So now we know what the Tea Party stands for and who stands behind it.
Until this past weekend, the various factions of what’s collectively known as the Tea Party struggled to define who they are and what they represent. The amorphous movement backed by some of the wealthiest conservatives in the country couldn’t decide if it was a political organization, an ideological alternative to the Democratic or Republican parties, or an Internet-inspired and media-driven coalition of grassroots activists whose organizational base exists ephemerally in the nexus of the World Wide Web and right-wing blab shows.
The Tea Party’s split personality led its folk to wrestle with what a Tea Party platform should contain. Should it be exclusively about eliminating all taxes and rolling back progressive social programs?
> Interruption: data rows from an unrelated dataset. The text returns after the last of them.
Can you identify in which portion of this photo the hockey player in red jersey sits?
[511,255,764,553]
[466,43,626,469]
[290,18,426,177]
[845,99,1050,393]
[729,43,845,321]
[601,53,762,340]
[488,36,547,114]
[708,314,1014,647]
Or should it demonize President Barack Obama and glorify former Alaska Governor Sarah Palin to boost web traffic and daily viewership? Or maybe it should focus on the relationship between the Tea Party and local, state, and federal governments? Could it be all of this? Or none?
Well, leave it to conservative Fox News entertainer Glenn Beck to declare definitively what the Tea Party stands for and who stands behind it–the All Mighty. Beck made clear at his rally this past weekend on the National Mall that the Tea Party is, in fact, a religious movement. “Something that is beyond man is happening,” Beck said, sounding like an evangelical preacher. “America today begins to turn back to God.”
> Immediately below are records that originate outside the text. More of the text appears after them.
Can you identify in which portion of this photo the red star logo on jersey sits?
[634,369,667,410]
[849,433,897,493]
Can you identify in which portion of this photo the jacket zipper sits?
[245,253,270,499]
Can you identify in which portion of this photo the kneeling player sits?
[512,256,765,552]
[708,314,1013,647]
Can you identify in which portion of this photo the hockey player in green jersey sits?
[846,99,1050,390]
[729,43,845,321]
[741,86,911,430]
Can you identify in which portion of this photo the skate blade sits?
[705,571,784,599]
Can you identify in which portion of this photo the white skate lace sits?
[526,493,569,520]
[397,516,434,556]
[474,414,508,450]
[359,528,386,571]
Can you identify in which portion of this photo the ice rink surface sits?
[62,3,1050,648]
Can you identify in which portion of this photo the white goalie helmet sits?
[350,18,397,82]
Beck, who organized the rally and heavily promoted it on his television show, said divine inspiration directed his decision to have the gathering on the same day 47 years after the Rev. Martin Luther King Jr. delivered his famous “I Have a Dream” speech. Beck declared that politics had no place on the agenda and that his fuzzy version of Christian redemption was necessary to “restore” America to an idealized past. So, he said, it was God’s will that he stand in the same place as King to issue his regressive definition of what the Tea Party represents.
But other than time and place, the Beck-led antigovernment rally shared little with King’s Baptist-fired civil rights demonstration. Most significantly, King used his moment to call upon the federal government to produce voting, housing, and economic rights for black Americans. King’s speech was an affirming call for government action. Not so with Beck’s religion-flavored rant, which was at its heart a negative protest against the government and the people it aims to help.
Indeed, the day after his rally on the National Mall Beck declared that the Tea Party does not stand for social justice of any kind, telling Fox News that his new religious movement stands in contrast to liberation theology, which he says underpins President’s Obama’s faith. Predictably mischaracterizing the president’s faith and Christian-inspired social justice the president supports, Beck said “it’s a perversion of the gospel of Jesus Christ as most Christians know it.”
If so, it’s also a perversion of exactly what King preached and Beck mimics. King envisioned the mountaintop where our nation moved forward, to grant justice and equality to all its citizens. King’s speech soared with its language that stands to this day in diametric opposition to the call by Beck for a return to an era when white males defined and imposed their self-idolizing view of American culture and society. Those days are long gone, thanks in part to the protests, marches, and martyrdom of social justice advocates like King.
Palin, who is something of the movement’s star attraction since her failed run as the GOP’s vice presidential nominee, confirmed Beck’s not so hidden agenda behind his religious revivalism. “We must not fundamentally transform America as some would want,” she said in what sounded like part-political swipe at President Obama and part-religious call to order. “We must restore America and restore her honor.”
It’s fairly obvious what Beck and Palin are attempting. In marketing terms, they are repackaging the old, stale product of white resentment that lurks at the heart of the Beck’s popularity and Tea Party outrage. Having exhausted racist tactics, Beck and his Tea Party faithful seek mainstream acceptability by cloaking their politics of resentment in a religious shawl. He links God and support for the military with his talk of “turning back” and “restoring honor.” This is old wine in new bottles, an appeal to the disaffected and frightened white Americans who see the nation changing right before their eyes.
Changing how? Our nation is becoming browner as racial minorities emerge as a greater percentage of the population. Demographers estimate that by the year 2050, the United States will no longer be a majority white nation. In contrast, those who attended last weekend’s Tea Party rally and demanded to “take back” their nation were overwhelmingly white.
Try as Beck might with his turn toward religious rhetoric and populist sleight of hand, his teary yelping is a tin-eared imitation of King’s prophetic voice. Indeed, the idea that Tea Party activists embraced Beck as the second coming of King—at a time when the nation is becoming increasingly multicultural—demonstrates why this religion gambit is doomed to fail.
Until Beck, Palin, and Tea Party believers link their national aspirations to an inclusive, affirming, and forward-looking view of the nation, the Tea Party will remain a murky mess, deeply mired in the right-wing’s crack-pot fringe.
Sam Fulwood III is a Senior Fellow at the Center for American Progress. His work with the Center’s Progress 2050 examines the impact of polices on the nation when there will be no clear racial or ethnic majority by the year 2050.